The merger is slated for completion during the first half of 2021, pending approval of shareholders, regulatory approvals and other customary closing conditions. The deal, according to the companies, will combine complementary diagnostic tools, imaging, radiotherapy and AI capabilities to enable a digital transformation of oncology healthcare.
“In addition to delivering immediate and compelling value to our shareholders, the combination with Siemens Healthineers brings us even closer to realizing our transformative vision of a world without fear of cancer.
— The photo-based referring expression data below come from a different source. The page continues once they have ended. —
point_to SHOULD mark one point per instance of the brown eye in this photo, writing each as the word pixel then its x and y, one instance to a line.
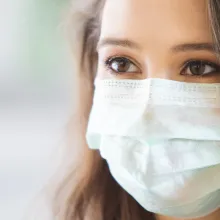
pixel 122 65
pixel 200 68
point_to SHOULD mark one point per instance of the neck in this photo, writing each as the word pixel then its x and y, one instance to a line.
pixel 213 216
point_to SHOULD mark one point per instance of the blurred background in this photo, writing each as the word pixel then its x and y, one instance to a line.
pixel 35 81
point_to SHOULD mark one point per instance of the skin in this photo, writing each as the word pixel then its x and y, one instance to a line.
pixel 156 29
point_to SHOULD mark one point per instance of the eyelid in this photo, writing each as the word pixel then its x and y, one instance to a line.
pixel 206 62
pixel 118 55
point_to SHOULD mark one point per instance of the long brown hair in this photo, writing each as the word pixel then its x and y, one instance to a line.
pixel 89 191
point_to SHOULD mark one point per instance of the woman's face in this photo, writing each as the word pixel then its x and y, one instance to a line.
pixel 168 39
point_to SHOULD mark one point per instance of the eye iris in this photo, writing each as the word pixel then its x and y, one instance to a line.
pixel 197 68
pixel 120 64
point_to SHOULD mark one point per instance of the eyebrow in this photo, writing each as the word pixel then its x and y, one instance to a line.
pixel 134 45
pixel 118 42
pixel 194 46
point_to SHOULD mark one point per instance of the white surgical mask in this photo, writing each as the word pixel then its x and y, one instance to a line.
pixel 161 139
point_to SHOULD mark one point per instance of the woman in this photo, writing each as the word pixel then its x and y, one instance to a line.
pixel 150 145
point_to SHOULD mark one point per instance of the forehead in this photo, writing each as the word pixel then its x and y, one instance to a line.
pixel 150 21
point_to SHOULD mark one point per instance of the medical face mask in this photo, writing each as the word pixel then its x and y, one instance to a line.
pixel 161 139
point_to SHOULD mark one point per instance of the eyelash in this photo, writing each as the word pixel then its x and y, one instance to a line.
pixel 184 66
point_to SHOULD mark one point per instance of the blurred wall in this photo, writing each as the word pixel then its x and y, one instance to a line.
pixel 35 81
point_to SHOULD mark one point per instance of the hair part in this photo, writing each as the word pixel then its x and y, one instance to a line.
pixel 89 191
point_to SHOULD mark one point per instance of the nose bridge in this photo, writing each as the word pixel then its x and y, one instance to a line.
pixel 157 65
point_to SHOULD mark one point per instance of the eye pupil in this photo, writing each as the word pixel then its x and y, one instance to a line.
pixel 120 64
pixel 197 68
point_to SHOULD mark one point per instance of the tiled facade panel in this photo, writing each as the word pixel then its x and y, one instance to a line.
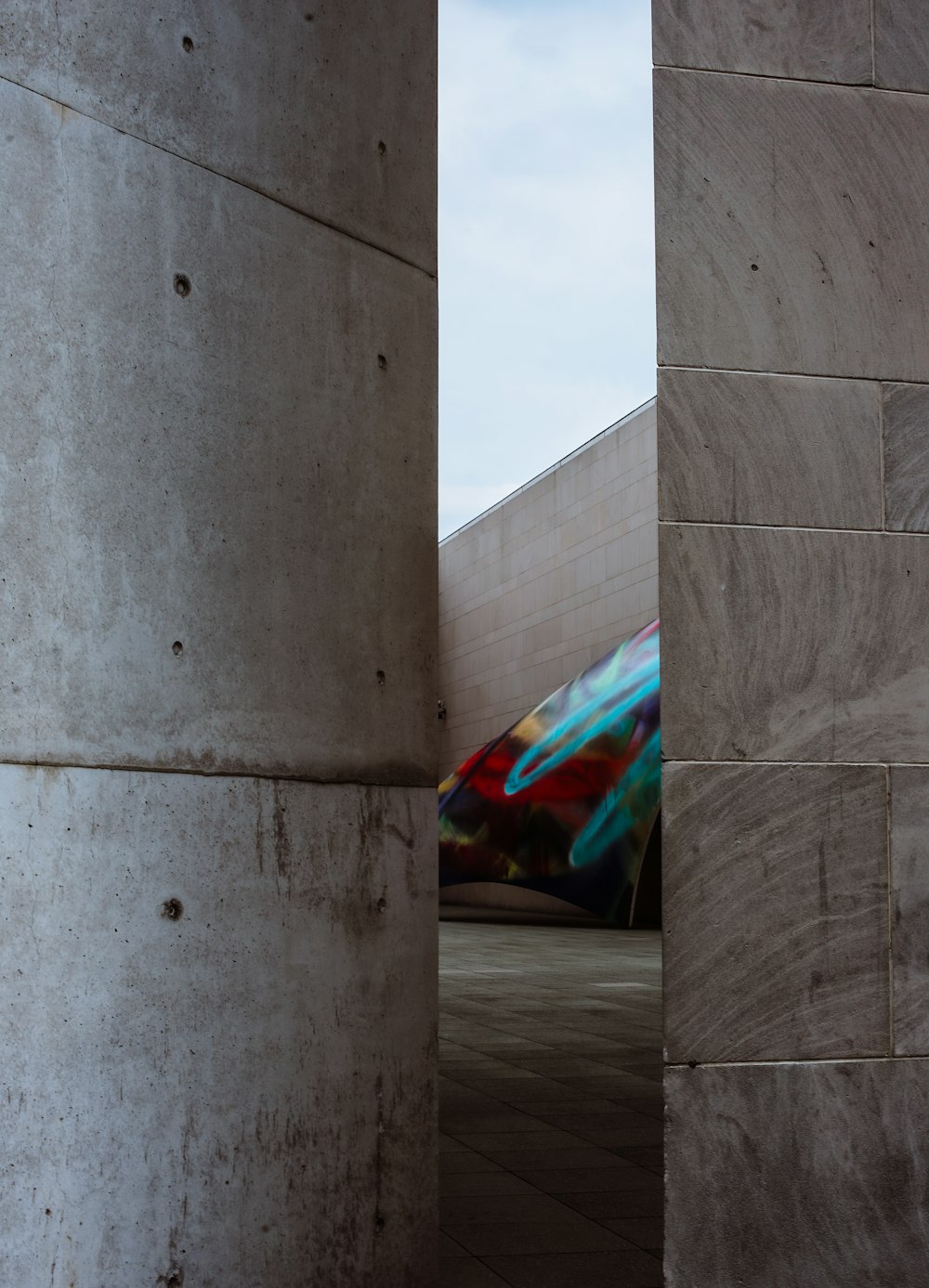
pixel 901 46
pixel 794 644
pixel 792 252
pixel 794 227
pixel 906 456
pixel 759 449
pixel 798 1175
pixel 909 880
pixel 545 584
pixel 776 926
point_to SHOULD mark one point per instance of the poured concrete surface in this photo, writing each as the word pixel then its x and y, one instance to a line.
pixel 236 977
pixel 550 1107
pixel 327 109
pixel 205 495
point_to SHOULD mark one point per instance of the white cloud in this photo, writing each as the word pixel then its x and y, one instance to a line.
pixel 545 235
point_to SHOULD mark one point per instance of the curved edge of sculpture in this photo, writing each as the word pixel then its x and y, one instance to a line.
pixel 567 800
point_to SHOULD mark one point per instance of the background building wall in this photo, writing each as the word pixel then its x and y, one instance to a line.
pixel 794 485
pixel 216 644
pixel 543 584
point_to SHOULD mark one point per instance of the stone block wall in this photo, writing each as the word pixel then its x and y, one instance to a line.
pixel 543 584
pixel 792 252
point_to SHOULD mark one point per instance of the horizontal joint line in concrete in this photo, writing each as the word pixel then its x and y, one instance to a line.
pixel 219 174
pixel 102 766
pixel 789 375
pixel 790 80
pixel 788 527
pixel 775 1064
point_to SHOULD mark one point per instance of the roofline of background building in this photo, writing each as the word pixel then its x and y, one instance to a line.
pixel 509 496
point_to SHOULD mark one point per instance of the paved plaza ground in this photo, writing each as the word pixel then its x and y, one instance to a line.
pixel 550 1107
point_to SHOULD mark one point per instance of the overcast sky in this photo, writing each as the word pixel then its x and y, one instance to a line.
pixel 546 293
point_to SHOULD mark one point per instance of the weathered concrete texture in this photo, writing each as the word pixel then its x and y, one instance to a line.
pixel 543 584
pixel 906 456
pixel 802 1175
pixel 802 39
pixel 775 912
pixel 794 645
pixel 909 876
pixel 218 1032
pixel 815 260
pixel 901 46
pixel 761 449
pixel 207 495
pixel 334 113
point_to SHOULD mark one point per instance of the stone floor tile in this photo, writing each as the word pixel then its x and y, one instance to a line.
pixel 645 1231
pixel 569 1233
pixel 468 1273
pixel 630 1268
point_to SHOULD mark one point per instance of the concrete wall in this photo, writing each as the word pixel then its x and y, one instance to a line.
pixel 548 581
pixel 216 644
pixel 794 475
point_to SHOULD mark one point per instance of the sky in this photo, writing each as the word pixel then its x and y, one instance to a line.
pixel 546 250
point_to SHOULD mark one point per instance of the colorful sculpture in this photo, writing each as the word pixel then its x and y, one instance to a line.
pixel 567 800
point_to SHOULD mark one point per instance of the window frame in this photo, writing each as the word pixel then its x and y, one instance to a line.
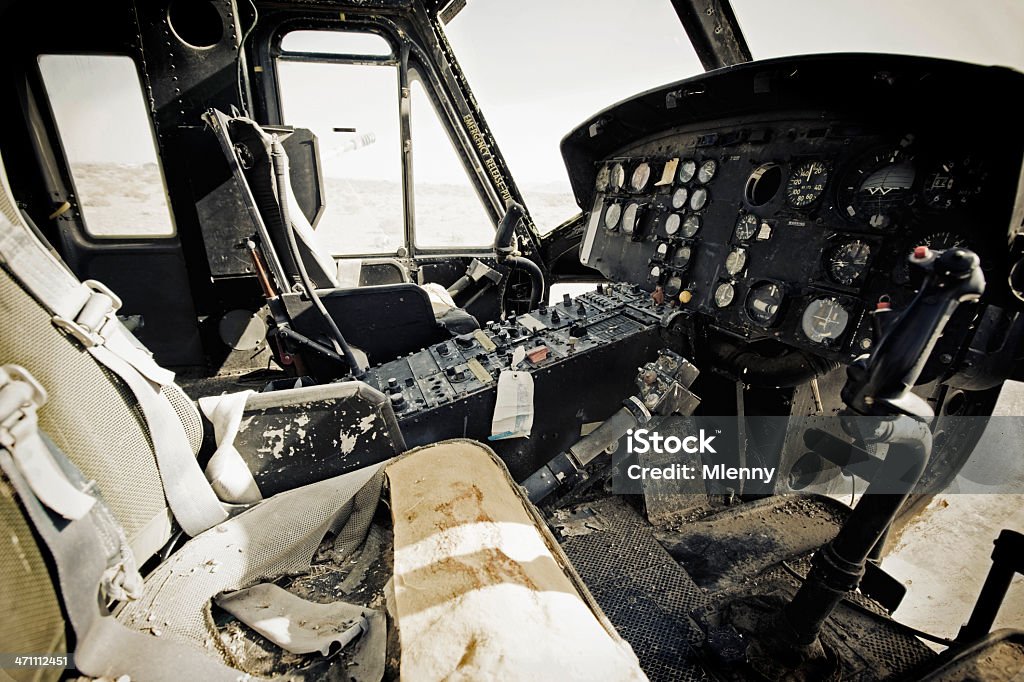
pixel 56 142
pixel 407 55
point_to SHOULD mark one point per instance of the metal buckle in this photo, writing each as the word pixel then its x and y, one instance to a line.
pixel 91 335
pixel 20 394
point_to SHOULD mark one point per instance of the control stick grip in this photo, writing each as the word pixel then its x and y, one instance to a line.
pixel 881 384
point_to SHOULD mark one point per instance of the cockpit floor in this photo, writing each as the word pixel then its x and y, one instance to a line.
pixel 664 610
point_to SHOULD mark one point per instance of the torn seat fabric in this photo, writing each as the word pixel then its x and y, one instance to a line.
pixel 481 589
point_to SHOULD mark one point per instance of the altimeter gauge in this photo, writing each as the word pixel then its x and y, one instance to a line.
pixel 807 183
pixel 824 320
pixel 846 263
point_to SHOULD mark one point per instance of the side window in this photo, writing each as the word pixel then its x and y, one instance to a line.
pixel 344 87
pixel 449 212
pixel 109 143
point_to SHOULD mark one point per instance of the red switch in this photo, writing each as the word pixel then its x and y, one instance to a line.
pixel 538 354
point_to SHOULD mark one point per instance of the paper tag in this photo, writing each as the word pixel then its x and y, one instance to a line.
pixel 514 408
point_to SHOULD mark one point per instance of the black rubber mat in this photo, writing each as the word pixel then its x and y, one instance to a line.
pixel 652 600
pixel 642 590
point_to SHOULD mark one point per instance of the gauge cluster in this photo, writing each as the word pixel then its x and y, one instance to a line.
pixel 793 224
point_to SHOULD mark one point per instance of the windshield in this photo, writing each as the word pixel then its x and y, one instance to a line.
pixel 980 32
pixel 540 68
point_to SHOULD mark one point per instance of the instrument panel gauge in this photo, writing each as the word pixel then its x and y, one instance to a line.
pixel 824 320
pixel 672 223
pixel 807 183
pixel 630 218
pixel 763 303
pixel 682 256
pixel 673 287
pixel 942 241
pixel 691 225
pixel 641 176
pixel 611 215
pixel 735 261
pixel 747 226
pixel 707 171
pixel 724 294
pixel 616 177
pixel 879 188
pixel 687 169
pixel 698 198
pixel 846 263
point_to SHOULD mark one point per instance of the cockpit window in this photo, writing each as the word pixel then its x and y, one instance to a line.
pixel 946 29
pixel 352 107
pixel 336 42
pixel 551 66
pixel 108 141
pixel 449 212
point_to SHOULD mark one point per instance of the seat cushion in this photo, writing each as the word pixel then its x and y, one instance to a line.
pixel 481 589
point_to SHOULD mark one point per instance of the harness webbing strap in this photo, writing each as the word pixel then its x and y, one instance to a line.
pixel 19 396
pixel 86 311
pixel 104 646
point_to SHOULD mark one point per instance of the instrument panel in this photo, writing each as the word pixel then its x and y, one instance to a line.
pixel 795 224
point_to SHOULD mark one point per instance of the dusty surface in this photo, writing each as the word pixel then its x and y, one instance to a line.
pixel 944 556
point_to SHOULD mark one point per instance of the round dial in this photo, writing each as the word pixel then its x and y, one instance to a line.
pixel 698 198
pixel 682 256
pixel 846 263
pixel 691 225
pixel 673 287
pixel 764 302
pixel 641 175
pixel 942 241
pixel 672 223
pixel 879 188
pixel 824 320
pixel 735 261
pixel 616 177
pixel 611 216
pixel 747 226
pixel 724 294
pixel 630 218
pixel 707 171
pixel 807 183
pixel 687 169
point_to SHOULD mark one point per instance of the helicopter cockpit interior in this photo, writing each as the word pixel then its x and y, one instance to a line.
pixel 254 423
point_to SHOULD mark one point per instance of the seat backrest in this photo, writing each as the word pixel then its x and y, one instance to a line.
pixel 90 414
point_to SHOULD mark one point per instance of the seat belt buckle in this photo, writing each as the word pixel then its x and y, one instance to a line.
pixel 20 394
pixel 90 322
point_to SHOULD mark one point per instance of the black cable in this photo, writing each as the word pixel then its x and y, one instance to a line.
pixel 879 616
pixel 238 59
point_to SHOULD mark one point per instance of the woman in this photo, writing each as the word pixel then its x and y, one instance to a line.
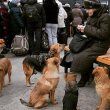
pixel 16 24
pixel 61 24
pixel 52 10
pixel 97 28
pixel 78 16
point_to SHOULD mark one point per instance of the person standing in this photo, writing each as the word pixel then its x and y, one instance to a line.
pixel 52 10
pixel 78 16
pixel 5 25
pixel 35 20
pixel 97 28
pixel 16 24
pixel 69 19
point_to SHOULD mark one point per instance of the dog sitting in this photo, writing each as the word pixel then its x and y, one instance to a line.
pixel 5 67
pixel 32 64
pixel 102 82
pixel 71 92
pixel 2 44
pixel 46 86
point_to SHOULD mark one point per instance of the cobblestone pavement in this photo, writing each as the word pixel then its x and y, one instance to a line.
pixel 88 98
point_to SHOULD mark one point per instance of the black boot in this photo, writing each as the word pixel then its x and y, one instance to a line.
pixel 83 80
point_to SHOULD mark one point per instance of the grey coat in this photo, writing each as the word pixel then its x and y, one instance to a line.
pixel 97 28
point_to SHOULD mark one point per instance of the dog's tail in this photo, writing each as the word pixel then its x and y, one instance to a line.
pixel 25 103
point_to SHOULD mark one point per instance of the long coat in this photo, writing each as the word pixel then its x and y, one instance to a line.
pixel 78 15
pixel 97 28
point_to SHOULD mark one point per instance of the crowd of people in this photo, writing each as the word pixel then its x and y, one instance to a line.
pixel 53 17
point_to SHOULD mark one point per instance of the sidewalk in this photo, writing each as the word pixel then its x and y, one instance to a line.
pixel 88 98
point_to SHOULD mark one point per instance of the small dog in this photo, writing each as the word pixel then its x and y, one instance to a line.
pixel 31 65
pixel 46 86
pixel 2 44
pixel 102 82
pixel 71 92
pixel 5 67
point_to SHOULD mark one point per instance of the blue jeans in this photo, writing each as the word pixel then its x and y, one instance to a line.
pixel 51 30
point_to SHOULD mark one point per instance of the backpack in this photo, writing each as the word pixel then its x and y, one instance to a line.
pixel 20 45
pixel 32 13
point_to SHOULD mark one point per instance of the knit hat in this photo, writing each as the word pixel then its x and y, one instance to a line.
pixel 15 1
pixel 92 4
pixel 67 5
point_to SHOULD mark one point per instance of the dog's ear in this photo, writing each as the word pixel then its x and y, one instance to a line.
pixel 106 69
pixel 65 77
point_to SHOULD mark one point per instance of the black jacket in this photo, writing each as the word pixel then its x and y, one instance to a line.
pixel 41 12
pixel 52 11
pixel 97 28
pixel 15 18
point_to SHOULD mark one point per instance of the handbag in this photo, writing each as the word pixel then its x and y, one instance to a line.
pixel 80 42
pixel 45 42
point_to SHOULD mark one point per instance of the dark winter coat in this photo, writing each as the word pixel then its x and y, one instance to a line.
pixel 68 20
pixel 16 23
pixel 97 28
pixel 41 12
pixel 5 22
pixel 78 15
pixel 52 11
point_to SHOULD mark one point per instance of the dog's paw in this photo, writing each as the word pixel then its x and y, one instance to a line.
pixel 97 108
Siemens Healthineers’ innovative leadership in detection and diagnosis will extend our ability to serve clinicians and patients from the very first stage in the fight against cancer,” Varian CEO Dow Wilson said in a news release.
Siemens Healthineers CEO Bernd Montag said the merger represents a “leap in the fight against cancer and a leap in our overall impact on healthcare.”
“This decisive moment in the history of our companies means more hope and less uncertainty for patients, an even stronger partner for our customers, and for society more effective and efficient medical care,” Montag said.
The deal seems to fulfill PwC’s recent prediction that there will be a “need for significant consolidation as companies work to remain competitive” amid the financial strains caused by the pandemic.
Erlangen, Germany–based Siemens Healthineers reported profits of €271 million, or €0.30 per share, on sales of €3.3 billion for the third quarter ended June 30, 2020, for a bottom-line slide of –23% and a top-line decline of –7.2% compared with Q3 2019.
Assuming that the present business environment doesn’t deteriorate again, Siemens Healthineers expects broadly flat revenue growth during fiscal year 2020; with adjusted earnings per share between €1.54 and €1.62.
“For the fourth quarter, we are anticipating a significant improvement of our business performance compared to the third quarter,” Montag said.
Palo Alto, Calif.–based Varian meanwhile reported profits of $61.2 million, $0.67 per share, on sales of $694.3 million for the third quarter ended June 30, doubling its bottom line even as sales declined –16% compared with Q3 2019.
Adjusted to exclude one-time items, earnings per share were 78¢, 26¢ ahead of The Street, where analysts were looking EPS of 52¢ on sales of $664.4 million.